‘£1m Isn’t Rich Anymore’: The Rise and Fall of Investment Banking
…Arguments about “casino” banking continue to rage: in the UK in 2011 the Vickers report recommended ring-fencing investment banking from retail operations, and in the US the Volcker Rule will prevent banks with retail operations from making the sort of risky proprietary investments that went so sour for National City Corp. What is clear is that the concept of the “bulge bracket” bank is under heavy scrutiny - the once-feted model that all those small US banks strained towards which said that bigger was always better, and that it was sensible for the same institution to handle your mortgage, your insurance needs, your speculative derivative investments and your share trading, while also dealing in commodities, advising on mergers and acquisitions and carrying out a host of other financial services. Now the likes of Barclays, RBS, Citigroup, BNP Paribas and a host of other names more usually associated with retail banking are left with hypertrophied, redundant investment banking operations that belong to a bygone age.

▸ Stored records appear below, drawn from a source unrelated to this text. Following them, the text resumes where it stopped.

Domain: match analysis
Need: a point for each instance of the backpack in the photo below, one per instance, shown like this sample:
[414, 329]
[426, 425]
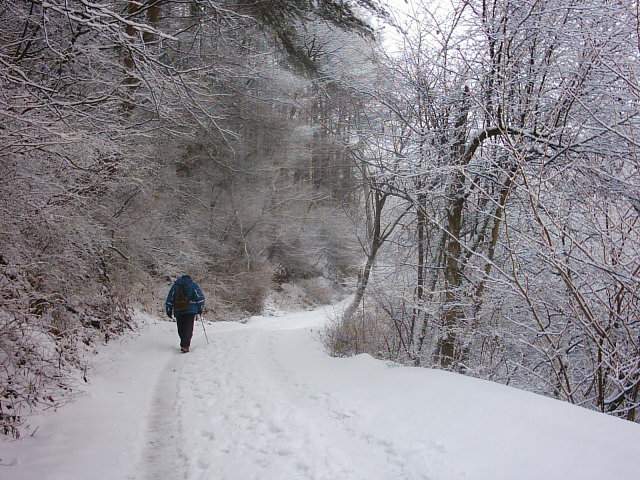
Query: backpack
[182, 299]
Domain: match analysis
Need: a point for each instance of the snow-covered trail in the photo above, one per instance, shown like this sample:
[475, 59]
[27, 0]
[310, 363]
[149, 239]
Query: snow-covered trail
[263, 401]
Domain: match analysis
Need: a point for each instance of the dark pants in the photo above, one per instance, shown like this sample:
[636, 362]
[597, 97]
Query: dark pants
[185, 328]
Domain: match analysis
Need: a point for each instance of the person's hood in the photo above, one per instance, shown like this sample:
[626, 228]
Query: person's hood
[184, 280]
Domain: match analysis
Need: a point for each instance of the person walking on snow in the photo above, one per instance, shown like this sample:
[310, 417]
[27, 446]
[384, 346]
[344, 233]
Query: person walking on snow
[185, 301]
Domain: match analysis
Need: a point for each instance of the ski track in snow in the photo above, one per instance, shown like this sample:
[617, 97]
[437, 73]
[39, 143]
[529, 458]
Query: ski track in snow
[264, 401]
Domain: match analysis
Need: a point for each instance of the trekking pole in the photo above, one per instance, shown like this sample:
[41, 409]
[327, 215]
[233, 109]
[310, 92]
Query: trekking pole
[205, 330]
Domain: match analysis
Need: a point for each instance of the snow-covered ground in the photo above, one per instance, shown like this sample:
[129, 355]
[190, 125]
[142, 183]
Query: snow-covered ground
[263, 401]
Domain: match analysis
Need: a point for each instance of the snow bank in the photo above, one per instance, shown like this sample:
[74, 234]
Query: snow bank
[264, 401]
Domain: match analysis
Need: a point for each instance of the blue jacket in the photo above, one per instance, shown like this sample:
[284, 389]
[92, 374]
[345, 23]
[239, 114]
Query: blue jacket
[197, 300]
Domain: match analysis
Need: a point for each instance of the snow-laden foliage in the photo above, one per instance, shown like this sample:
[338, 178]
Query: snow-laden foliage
[509, 148]
[141, 140]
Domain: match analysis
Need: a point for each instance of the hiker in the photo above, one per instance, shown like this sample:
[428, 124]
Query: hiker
[185, 301]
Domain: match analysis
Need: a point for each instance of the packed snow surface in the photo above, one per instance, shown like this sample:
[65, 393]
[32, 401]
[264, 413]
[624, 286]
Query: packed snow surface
[264, 401]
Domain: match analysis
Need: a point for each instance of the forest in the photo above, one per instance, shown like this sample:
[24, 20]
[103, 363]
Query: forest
[468, 170]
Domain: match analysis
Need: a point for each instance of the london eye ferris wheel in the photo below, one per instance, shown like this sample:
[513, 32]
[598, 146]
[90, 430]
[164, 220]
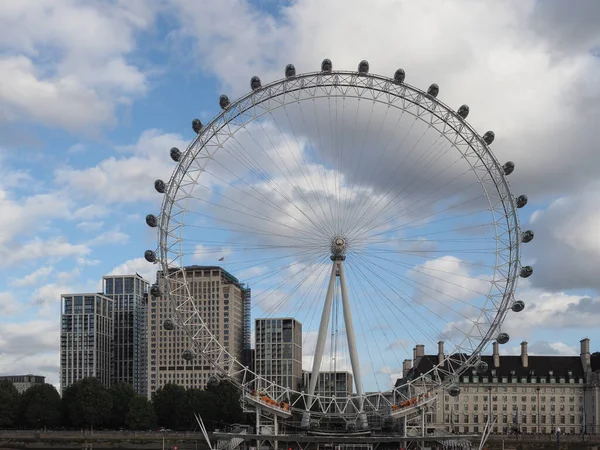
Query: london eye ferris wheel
[361, 206]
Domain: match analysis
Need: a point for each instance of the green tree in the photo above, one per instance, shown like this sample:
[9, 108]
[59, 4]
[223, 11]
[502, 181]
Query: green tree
[41, 406]
[227, 404]
[171, 406]
[204, 403]
[141, 414]
[122, 395]
[90, 404]
[9, 404]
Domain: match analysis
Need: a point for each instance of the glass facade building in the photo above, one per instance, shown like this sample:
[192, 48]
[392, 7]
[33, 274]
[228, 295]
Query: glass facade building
[130, 339]
[86, 338]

With increasing focus on those still brave enough to call themselves investment bankers, the story of these one-time titans of the markets has lurched from scandal to catastrophe. JPMorgan - previously aloof from the struggles of other banks - got tarnished by the inexplicable actions of the London Whale, a rogue trader at its proprietary investment office. The former Barclays boss Bob Diamond’s intransigence and lack of remorse marked him out as an avatar of the era of selfish capitalism. The London Interbank Offered Rate scandal in which Barclays was implicated - where traders manipulated one of the key interest rates to line their pockets - looks as if it will leave few in the industry untarnished, with further evidence of impropriety at HSBC and Standard Chartered.